Our findings showed that the trophic profiles of aquatic insects are substantially related to food resource availability. The presence of the dietary supplies and environmental variability can explain the heterogeneity of FFGs at different sampling sites. According to Barbour et al. (1996), specialized feeders, such as Shredders and Scrapers, are considered to be more sensitive to disturbances, whereas generalist group, such as Collector-gatherers and Collector-filters, are expected to be more tolerant to pollution that may affect resource consumption and habitat use. The dominance of Collectors over the large scale of a river has also been noted in Kenyan highland streams (Masese et al. 2014, Sitati et al. 2021).
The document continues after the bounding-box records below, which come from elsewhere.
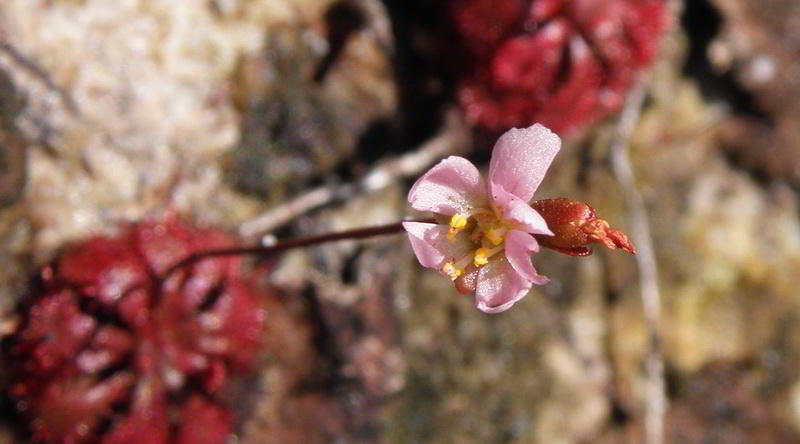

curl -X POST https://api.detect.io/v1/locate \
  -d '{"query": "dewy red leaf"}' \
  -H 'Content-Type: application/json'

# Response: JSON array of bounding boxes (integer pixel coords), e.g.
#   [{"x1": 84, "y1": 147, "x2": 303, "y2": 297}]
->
[
  {"x1": 448, "y1": 0, "x2": 668, "y2": 135},
  {"x1": 4, "y1": 217, "x2": 272, "y2": 444}
]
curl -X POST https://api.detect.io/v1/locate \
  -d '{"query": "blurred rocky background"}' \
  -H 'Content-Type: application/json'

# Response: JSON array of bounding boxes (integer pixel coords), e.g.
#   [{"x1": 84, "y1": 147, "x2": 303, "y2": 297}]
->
[{"x1": 0, "y1": 0, "x2": 800, "y2": 444}]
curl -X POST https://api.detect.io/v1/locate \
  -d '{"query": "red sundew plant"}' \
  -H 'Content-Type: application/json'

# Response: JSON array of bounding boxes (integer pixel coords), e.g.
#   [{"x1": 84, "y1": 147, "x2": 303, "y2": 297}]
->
[
  {"x1": 5, "y1": 217, "x2": 266, "y2": 444},
  {"x1": 448, "y1": 0, "x2": 668, "y2": 135},
  {"x1": 3, "y1": 124, "x2": 636, "y2": 444}
]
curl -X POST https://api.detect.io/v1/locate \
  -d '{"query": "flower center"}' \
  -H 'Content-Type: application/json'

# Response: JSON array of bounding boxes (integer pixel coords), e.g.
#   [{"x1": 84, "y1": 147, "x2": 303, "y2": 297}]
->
[{"x1": 442, "y1": 208, "x2": 508, "y2": 280}]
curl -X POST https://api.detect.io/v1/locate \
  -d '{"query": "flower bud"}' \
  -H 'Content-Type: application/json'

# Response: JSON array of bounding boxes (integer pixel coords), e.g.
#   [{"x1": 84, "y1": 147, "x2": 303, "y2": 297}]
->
[{"x1": 531, "y1": 197, "x2": 636, "y2": 256}]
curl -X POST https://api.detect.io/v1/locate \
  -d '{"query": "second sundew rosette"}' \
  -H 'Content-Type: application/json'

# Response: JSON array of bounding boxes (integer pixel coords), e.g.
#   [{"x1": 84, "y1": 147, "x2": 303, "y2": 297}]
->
[{"x1": 403, "y1": 124, "x2": 561, "y2": 313}]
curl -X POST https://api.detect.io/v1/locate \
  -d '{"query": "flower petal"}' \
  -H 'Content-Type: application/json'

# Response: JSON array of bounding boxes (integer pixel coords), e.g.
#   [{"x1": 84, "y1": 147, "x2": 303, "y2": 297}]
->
[
  {"x1": 489, "y1": 123, "x2": 561, "y2": 202},
  {"x1": 506, "y1": 230, "x2": 550, "y2": 285},
  {"x1": 489, "y1": 183, "x2": 553, "y2": 236},
  {"x1": 403, "y1": 222, "x2": 473, "y2": 272},
  {"x1": 475, "y1": 258, "x2": 532, "y2": 313},
  {"x1": 408, "y1": 156, "x2": 486, "y2": 216}
]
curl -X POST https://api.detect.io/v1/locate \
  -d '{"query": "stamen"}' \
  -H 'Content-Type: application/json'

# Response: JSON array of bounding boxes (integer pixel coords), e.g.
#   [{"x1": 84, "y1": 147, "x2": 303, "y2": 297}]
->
[
  {"x1": 447, "y1": 213, "x2": 467, "y2": 242},
  {"x1": 473, "y1": 248, "x2": 489, "y2": 267},
  {"x1": 472, "y1": 246, "x2": 504, "y2": 267},
  {"x1": 486, "y1": 226, "x2": 508, "y2": 246},
  {"x1": 442, "y1": 262, "x2": 464, "y2": 280}
]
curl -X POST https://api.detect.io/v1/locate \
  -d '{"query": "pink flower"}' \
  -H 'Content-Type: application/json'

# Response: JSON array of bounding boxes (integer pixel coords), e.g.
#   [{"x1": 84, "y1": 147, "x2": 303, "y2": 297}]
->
[{"x1": 403, "y1": 124, "x2": 561, "y2": 313}]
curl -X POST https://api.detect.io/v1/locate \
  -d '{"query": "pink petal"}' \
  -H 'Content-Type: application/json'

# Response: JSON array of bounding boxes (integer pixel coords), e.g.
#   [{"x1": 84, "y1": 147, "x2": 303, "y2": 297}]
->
[
  {"x1": 489, "y1": 123, "x2": 561, "y2": 202},
  {"x1": 475, "y1": 259, "x2": 532, "y2": 313},
  {"x1": 489, "y1": 183, "x2": 553, "y2": 236},
  {"x1": 506, "y1": 230, "x2": 550, "y2": 285},
  {"x1": 403, "y1": 222, "x2": 473, "y2": 270},
  {"x1": 408, "y1": 156, "x2": 486, "y2": 216}
]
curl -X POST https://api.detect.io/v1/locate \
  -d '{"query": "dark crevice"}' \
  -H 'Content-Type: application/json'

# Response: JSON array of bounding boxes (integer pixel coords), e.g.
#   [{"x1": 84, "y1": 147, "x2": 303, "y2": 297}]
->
[
  {"x1": 681, "y1": 0, "x2": 770, "y2": 122},
  {"x1": 342, "y1": 246, "x2": 364, "y2": 285},
  {"x1": 313, "y1": 1, "x2": 367, "y2": 83},
  {"x1": 197, "y1": 282, "x2": 225, "y2": 313}
]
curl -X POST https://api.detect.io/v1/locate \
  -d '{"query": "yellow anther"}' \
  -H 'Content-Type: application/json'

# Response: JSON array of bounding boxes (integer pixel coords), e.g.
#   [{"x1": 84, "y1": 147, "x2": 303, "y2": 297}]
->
[
  {"x1": 442, "y1": 262, "x2": 464, "y2": 280},
  {"x1": 472, "y1": 248, "x2": 491, "y2": 267},
  {"x1": 447, "y1": 214, "x2": 467, "y2": 241},
  {"x1": 486, "y1": 227, "x2": 507, "y2": 245}
]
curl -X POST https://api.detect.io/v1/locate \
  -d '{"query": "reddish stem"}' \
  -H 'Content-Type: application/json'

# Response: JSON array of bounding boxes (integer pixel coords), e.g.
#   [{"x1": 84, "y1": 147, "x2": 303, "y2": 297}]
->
[{"x1": 158, "y1": 219, "x2": 436, "y2": 282}]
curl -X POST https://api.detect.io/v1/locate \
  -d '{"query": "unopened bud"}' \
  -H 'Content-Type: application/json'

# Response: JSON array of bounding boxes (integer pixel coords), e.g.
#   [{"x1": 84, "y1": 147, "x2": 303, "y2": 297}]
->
[{"x1": 531, "y1": 197, "x2": 636, "y2": 256}]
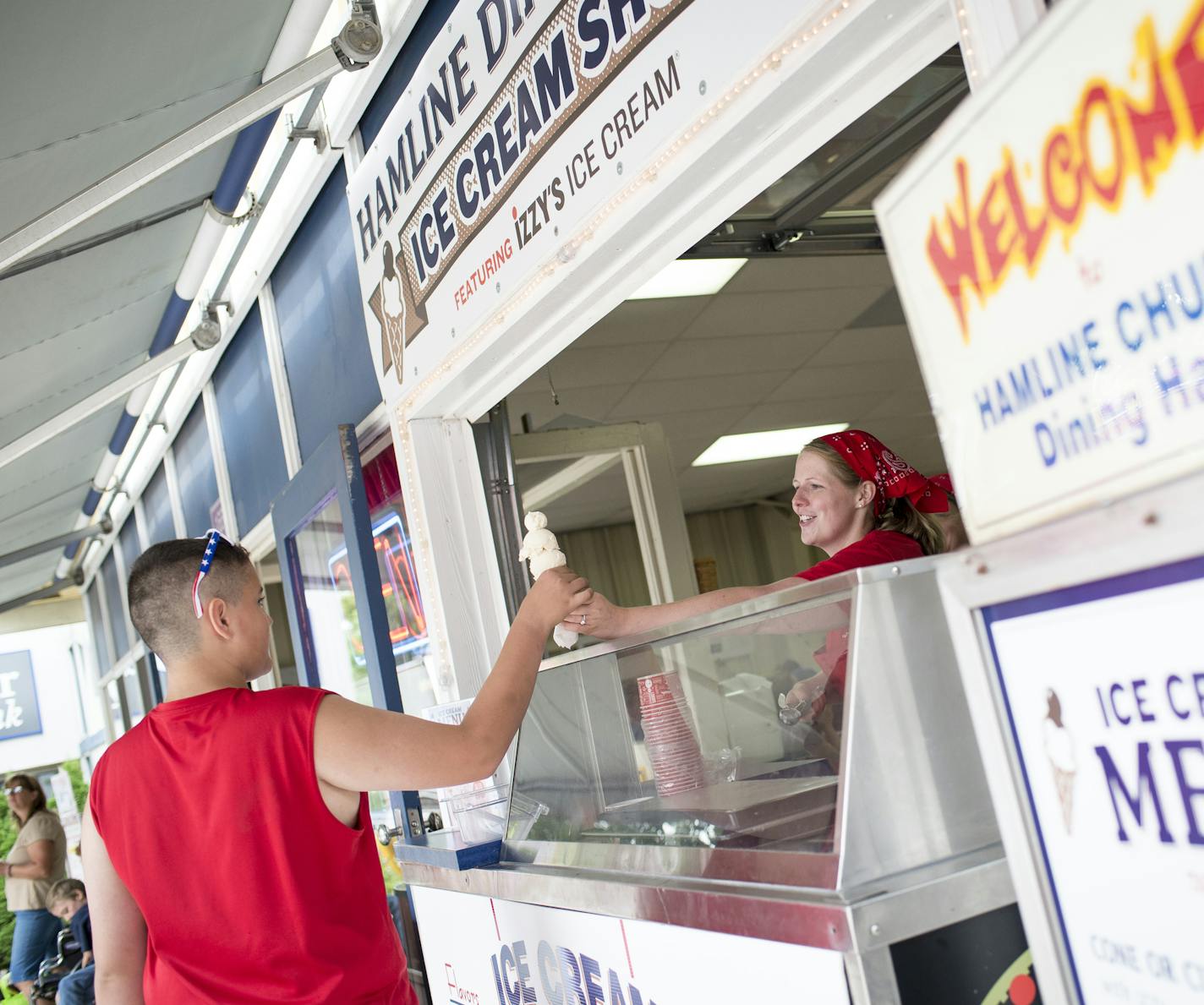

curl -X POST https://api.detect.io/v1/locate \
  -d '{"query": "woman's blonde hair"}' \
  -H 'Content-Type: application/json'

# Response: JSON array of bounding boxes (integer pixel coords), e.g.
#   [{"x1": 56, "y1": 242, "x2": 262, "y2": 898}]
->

Overall, the FFG ratios identified a broad human effect, such as vegetation clearing, animal grazing and crop production (Makaka et al. 2018). Although, these findings suggested that functional analysis of FFGs in aquatic communities could be used to survey heavily impacted sites and how profoundly Rifian watercourses have been altered as a result of persistent anthropogenic impacts. Thus, there was no significant variation in the proportions of trophic groups amongst all sites over seasons. This may be explained, in part, by the difficulty of predicting the responses of trophic traits to stressors or by the fact that changes in functional habits were possibly governed by natural driver, such as stream orders, stream width or biotic interactions (Statzner and Beche 2010, Martini et al. 2021).

As indicated by Galbrand et al. (2007), the modification in trophic structure is frequently symptomatic of a community responding to a particular food supply or to a disturbance regime. According to the CCA results, physicochemical (i.e. T, pH, MES, BOD5, Cl- and NO₃-) and hydromorphological (i.e. current velocity and depth) factors were amongst the principal predictors for altering the functional structure of aquatic biota. Predators, in particular, were shown to present a strong association to NO₂- and temperature in deeper, high-flow, well-oxygenated and less-impacted sites, confirming their sensitivity to disturbance. This finding might explain why Collector-gatherers were positively associated with ions load such as Cl-, Ca²⁺ and MES due to their important resistance to nutrient infestation, compared with specialized feeding groups that have constrained trophic niches, such as Collector-filters that required ordinary flow conditions to filter food particles from the water column and, as a consequence, their abundance declined in S2 (V = 0.61 m/s).